Arguably the Hague Committee’s most famous innovation, Article 38 of the Statute has come to be seen as a codification of the recognized sources of international law. The Committee’s formulation illustrates how Chapter II continues to restrict not only who appears before the World Court, but also who contributes to international law. The International Law Commission’s 2018 Draft conclusions on identification of customary international law [Conclusion 4], and 2020 Report on general principles of law [Draft conclusion 2], affirm this legacy by generally limiting law-creation on the international plane to the practice and recognition of state actors. Viewing these works alongside its 1958 Model Rules on Arbitral Procedure (which transposed the verbatim text of Article 38 to ad hoc arbitration), we see that the ILC has throughout its history ingrained both the limitations and potential reach of the Statute.

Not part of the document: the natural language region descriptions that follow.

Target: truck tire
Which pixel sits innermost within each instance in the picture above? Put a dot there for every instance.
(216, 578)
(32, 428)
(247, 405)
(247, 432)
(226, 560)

The statist and voluntarist limitations on the PCIJ’s contentious jurisdiction have, by necessity, fostered creativity in access to justice before the World Court. This is perhaps most evident in the evolution of requests for advisory opinions. Notably, the 1920 Statute included no express reference to advisory jurisdiction. The Hague Committee had indeed proposed such a provision, but its draft text was criticized as “lacking in clearness and likely to give rise to practical difficulties” by referring certain advisory requests to chambers of the Court [pp. 390, 397]. The defeat of this draft article thus ensured that the Court’s advisory opinions would be legitimized though the imprimatur of its plenary authority. Contemporary scholars have observed that this development essentially gave advisory opinions “the characteristics of a declaratory judgment” [p. 58]—and thus an emerging channel for access to justice in live disputes, as seen in the ICJ’s 2019 Chagos Opinion. In this manner, both the text and omissions of the PCIJ Statute continue to reverberate through international practice today.